Dynamic Service Graph | Tigera - Long

Dynamic Service Graph | Tigera - Long

May 4, 2021

Challenge:
Downtime is expensive and applications are a challenge to troubleshoot across a dynamic, distributed environment consisting of Kubernetes clusters. While development teams and service owners typically understand the microservices they are deploying, it’s often difficult to get a complete, shared view of dependencies and how all the services are communicating with each other across a cluster. Limited observability makes it extremely difficult to troubleshoot end-to-end connectivity issues which can impact application deployment.

Solution:
The Dynamic Service Graph available in Calico Enterprise and Calico Cloud provides visibility across the stack from network to application layer (L3 – L7) based on the actual network activity it observes in your cluster, and not what is configured.

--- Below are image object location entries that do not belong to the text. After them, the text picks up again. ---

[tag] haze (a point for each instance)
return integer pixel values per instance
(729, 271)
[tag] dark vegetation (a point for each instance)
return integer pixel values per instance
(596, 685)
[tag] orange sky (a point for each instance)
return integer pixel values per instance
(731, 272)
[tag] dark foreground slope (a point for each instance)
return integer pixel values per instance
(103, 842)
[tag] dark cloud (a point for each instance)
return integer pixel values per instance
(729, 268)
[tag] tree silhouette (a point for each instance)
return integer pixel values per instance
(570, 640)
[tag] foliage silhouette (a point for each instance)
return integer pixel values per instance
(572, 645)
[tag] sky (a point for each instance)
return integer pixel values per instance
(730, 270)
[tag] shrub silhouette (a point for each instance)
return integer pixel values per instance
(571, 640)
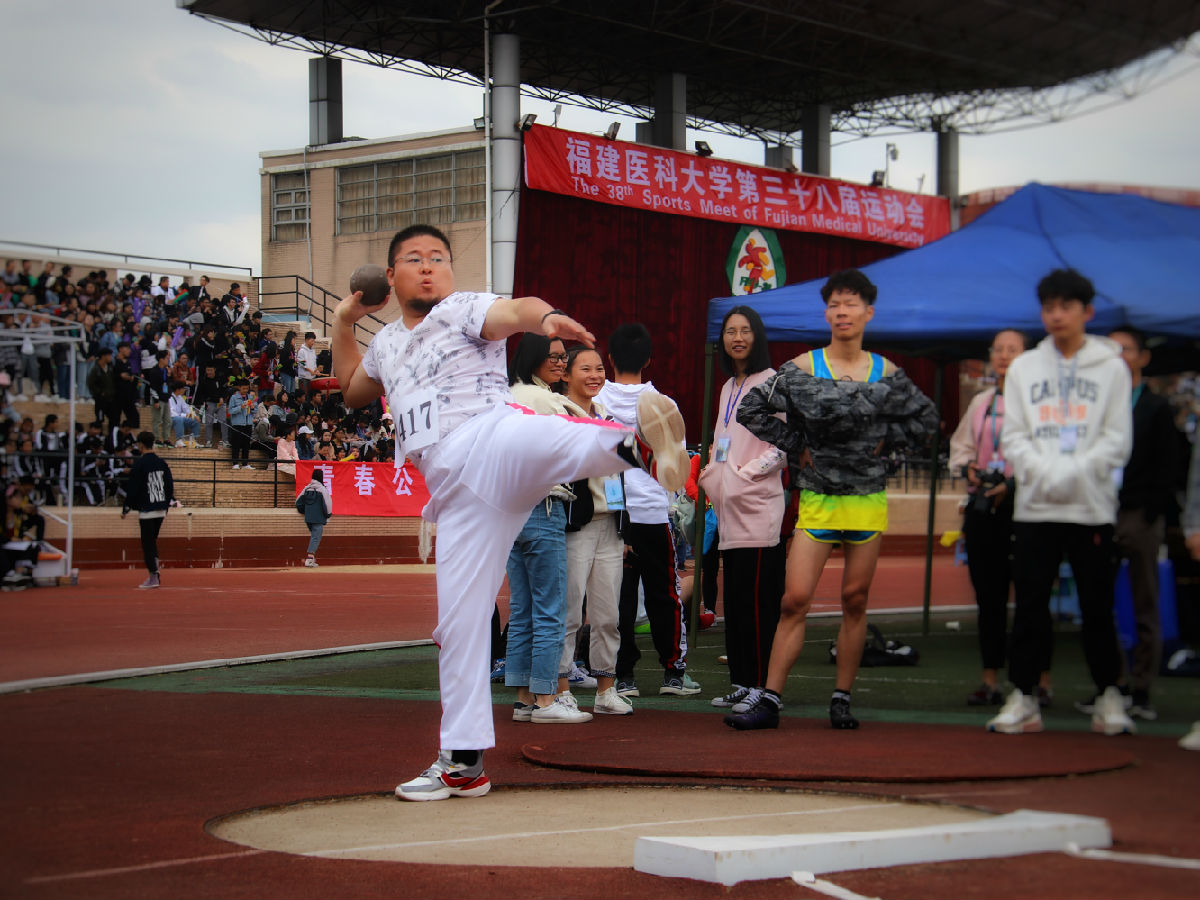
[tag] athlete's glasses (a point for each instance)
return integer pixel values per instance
(421, 262)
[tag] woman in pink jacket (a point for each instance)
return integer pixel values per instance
(743, 480)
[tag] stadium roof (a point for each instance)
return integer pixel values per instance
(753, 65)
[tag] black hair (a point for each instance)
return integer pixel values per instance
(851, 281)
(760, 351)
(532, 352)
(1066, 285)
(414, 232)
(1137, 334)
(629, 347)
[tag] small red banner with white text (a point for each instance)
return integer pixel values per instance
(625, 174)
(369, 489)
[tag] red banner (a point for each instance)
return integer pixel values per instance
(651, 178)
(369, 489)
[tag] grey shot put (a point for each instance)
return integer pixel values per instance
(372, 281)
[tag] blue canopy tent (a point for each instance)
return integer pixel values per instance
(951, 297)
(1143, 256)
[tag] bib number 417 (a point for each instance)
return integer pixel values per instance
(417, 421)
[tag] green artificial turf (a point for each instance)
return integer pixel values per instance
(933, 691)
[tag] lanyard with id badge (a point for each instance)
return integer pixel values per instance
(721, 448)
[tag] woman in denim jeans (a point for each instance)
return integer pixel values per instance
(537, 564)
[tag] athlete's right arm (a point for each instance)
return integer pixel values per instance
(358, 388)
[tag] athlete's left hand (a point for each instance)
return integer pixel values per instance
(567, 329)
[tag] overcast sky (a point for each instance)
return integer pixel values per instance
(132, 126)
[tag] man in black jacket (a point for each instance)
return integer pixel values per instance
(1146, 492)
(150, 491)
(210, 393)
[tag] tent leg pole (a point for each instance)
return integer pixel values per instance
(934, 451)
(697, 545)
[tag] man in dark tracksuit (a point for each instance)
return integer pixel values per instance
(150, 491)
(1146, 493)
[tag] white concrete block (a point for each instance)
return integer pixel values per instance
(733, 858)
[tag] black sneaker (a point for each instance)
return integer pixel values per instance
(840, 715)
(763, 714)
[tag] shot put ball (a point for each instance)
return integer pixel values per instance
(372, 281)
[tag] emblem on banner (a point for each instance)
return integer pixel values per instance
(755, 262)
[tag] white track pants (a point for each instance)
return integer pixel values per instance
(484, 478)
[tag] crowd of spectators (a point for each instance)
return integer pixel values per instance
(174, 349)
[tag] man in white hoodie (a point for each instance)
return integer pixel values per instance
(1068, 433)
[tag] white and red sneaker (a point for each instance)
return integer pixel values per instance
(447, 779)
(658, 444)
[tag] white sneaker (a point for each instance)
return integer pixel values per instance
(1192, 739)
(1019, 715)
(447, 779)
(609, 702)
(1109, 715)
(660, 430)
(562, 712)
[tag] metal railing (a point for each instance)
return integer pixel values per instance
(287, 294)
(114, 472)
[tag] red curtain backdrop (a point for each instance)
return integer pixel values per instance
(607, 265)
(369, 489)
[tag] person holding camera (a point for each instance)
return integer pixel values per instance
(976, 451)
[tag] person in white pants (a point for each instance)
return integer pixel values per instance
(442, 365)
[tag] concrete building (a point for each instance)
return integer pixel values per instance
(329, 209)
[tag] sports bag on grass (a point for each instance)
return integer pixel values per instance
(880, 652)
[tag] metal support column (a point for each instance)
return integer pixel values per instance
(670, 125)
(948, 169)
(815, 139)
(324, 101)
(504, 111)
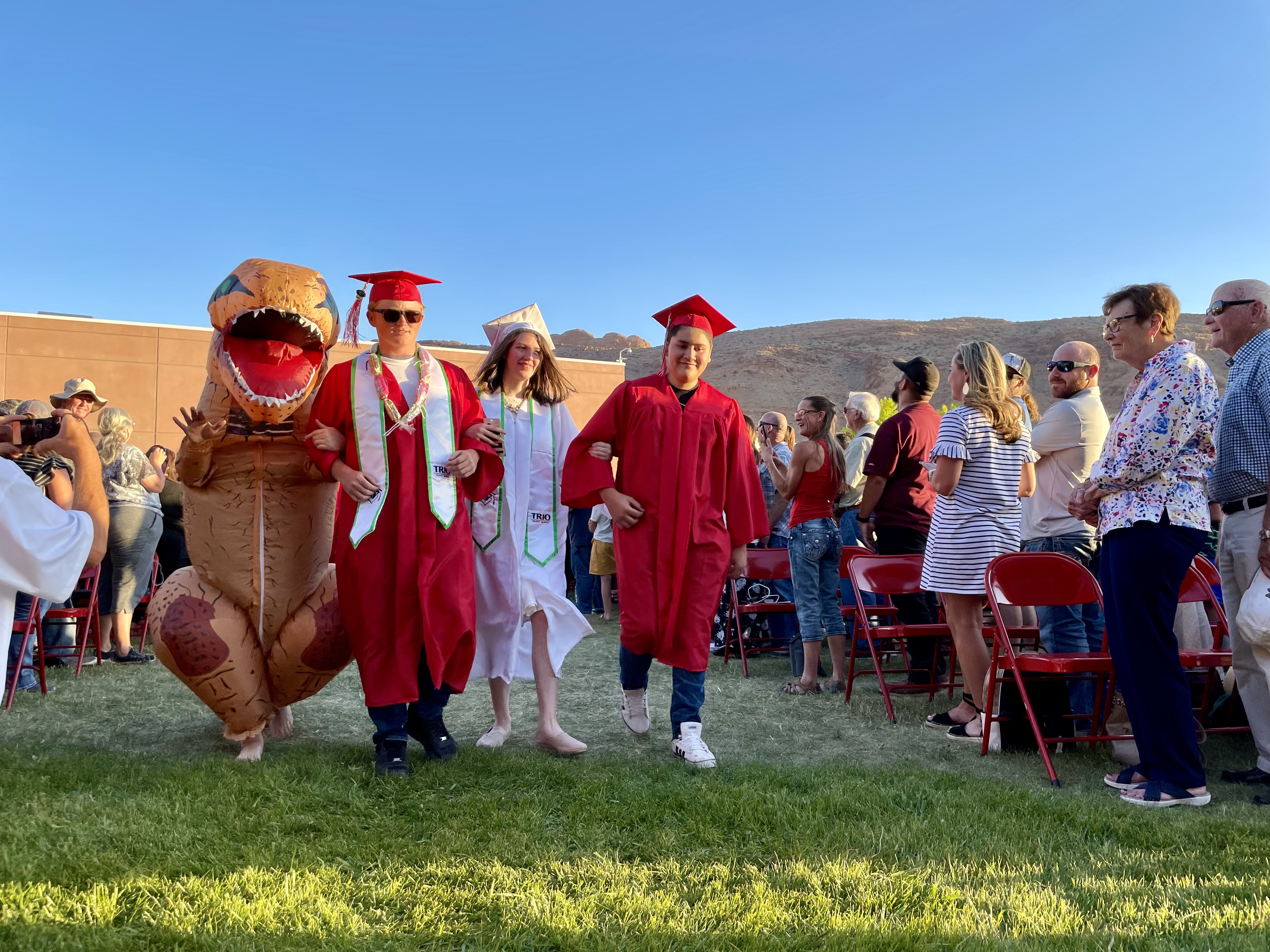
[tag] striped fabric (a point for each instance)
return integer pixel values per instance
(982, 518)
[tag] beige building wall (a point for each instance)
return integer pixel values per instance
(153, 370)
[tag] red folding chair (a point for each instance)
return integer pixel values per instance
(1198, 587)
(763, 565)
(88, 622)
(155, 573)
(1043, 579)
(888, 575)
(27, 629)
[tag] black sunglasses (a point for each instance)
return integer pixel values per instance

In doing so, it provides the most accurate and relevant view of how services are operating in your Kubernetes cluster.

The Dynamic Service Graph can generate a detailed visualization of the cluster environment that enables anyone to easily understand how microservices are behaving and interacting with each other at run-time, simplifying the debugging process. It provides DevOps, SREs and service owners with a point-to-point, topographical representation of network traffic within a cluster that shows how workloads within the cluster are communicating, and across which namespaces.

Along with this information, the Dynamic Service Graph provides metadata on ports, protocols, how network policies are being evaluated, and other details that help Kubernetes teams understand how end-to-end communication is occurring. Performance hotspots are automatically identified and highlighted, and alerts are provided in the context of the Service Graph. The DYnamic Service Graph also includes advanced capabilities to filter resources, save views, and troubleshoot DNS issues.

Benefits:
The unique perspective provided by the Dynamic Service Graph’s expansive topographic view helps to speed the identification and troubleshooting of connectivity issues that could be impacting applications running in a cluster. Software engineers can quickly identify the source of a problem at the application, process, and socket levels as well as through an automated packet capture function. Dev teams can design for downstream dependencies and significantly decrease the time it takes for new DevOps and SREs to ramp up, thus increasing the overall productivity of the Kubernetes team.